Descriptions of the Notes

In a world without limits of time or space, one might expect a more thorough description of each of the manuscripts than is provided in the lists of disciplines above. What is found instead is work-to-date — already too detailed for the tastes and needs of many, but still suffering from important gaps.

Descriptions of the notes are grouped by discipline (Anthropology, Encyclopedia, etc.) and ordered alphabetically within each discipline. Please consult the Composite List for an overview of all the manuscripts, or click on one of the disciplines (above) for a list of the notes in that discipline.

Each manuscript is given an entry with the following kinds of information (when available or appropriate):

  (1) Other names or designations of the manuscript used by previous scholars (knowing this is critical when making use of older literature; these have been collected into a list of Variant Names);

  (2) A physical description and history of the manuscript (what it looks like, where it came from);

  (3) Information on its location (either present, or the last known location — giving the city, the library or archive, and the cataloging signature when appropriate), as well as the location of copies or films that we know about;

  (4) Publication information (transcriptions as well as translations — here the bibliography must be consulted for a full citation);

  (5) Dating (the best guess of current scholarship on when the source lecture occurred); and

  (6) Contents (which topics are covered in the notes, as well as their completeness, and whether the manuscript is ancestrally related to other notes).

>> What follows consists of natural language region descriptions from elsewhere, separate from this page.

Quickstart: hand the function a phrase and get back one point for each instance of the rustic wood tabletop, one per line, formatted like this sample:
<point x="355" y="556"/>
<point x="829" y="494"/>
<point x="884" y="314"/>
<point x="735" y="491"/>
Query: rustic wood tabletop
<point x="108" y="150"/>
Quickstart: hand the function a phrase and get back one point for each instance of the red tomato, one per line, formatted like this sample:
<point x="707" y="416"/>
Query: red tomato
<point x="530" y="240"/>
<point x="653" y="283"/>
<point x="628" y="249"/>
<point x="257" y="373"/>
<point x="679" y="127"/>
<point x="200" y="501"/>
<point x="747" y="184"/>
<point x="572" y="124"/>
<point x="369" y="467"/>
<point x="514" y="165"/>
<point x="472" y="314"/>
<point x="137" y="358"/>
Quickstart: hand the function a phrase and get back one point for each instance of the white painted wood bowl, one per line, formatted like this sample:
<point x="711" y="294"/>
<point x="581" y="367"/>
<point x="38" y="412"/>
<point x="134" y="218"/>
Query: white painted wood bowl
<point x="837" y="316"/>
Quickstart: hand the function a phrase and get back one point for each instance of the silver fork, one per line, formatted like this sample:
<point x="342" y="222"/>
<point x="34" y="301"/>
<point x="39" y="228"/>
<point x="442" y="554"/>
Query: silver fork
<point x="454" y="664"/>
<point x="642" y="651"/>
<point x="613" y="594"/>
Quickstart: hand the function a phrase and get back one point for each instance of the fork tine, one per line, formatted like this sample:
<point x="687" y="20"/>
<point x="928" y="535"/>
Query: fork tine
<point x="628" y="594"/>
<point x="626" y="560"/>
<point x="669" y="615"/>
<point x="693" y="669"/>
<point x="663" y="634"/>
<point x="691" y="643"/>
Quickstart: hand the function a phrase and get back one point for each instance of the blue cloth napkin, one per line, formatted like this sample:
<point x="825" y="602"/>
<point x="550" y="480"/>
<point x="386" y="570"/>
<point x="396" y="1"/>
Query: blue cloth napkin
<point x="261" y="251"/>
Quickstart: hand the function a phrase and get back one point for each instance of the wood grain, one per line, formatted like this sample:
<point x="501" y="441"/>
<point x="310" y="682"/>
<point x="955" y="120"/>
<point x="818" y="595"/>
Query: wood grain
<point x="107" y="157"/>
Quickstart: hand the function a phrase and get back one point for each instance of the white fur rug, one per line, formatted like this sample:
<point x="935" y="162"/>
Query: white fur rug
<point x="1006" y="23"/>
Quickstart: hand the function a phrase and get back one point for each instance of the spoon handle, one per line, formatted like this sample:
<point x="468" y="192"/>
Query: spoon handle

In the overview tables of the various sets of notes, a publication of a set of notes is listed as a “fragment” whenever it includes only a minor portion of the available manuscript; it makes no claims as to the extent of the manuscript itself (some manuscripts appear to cover the semester material quite thoroughly; others are quite brief) or of the available text (in the case of reprints and translations).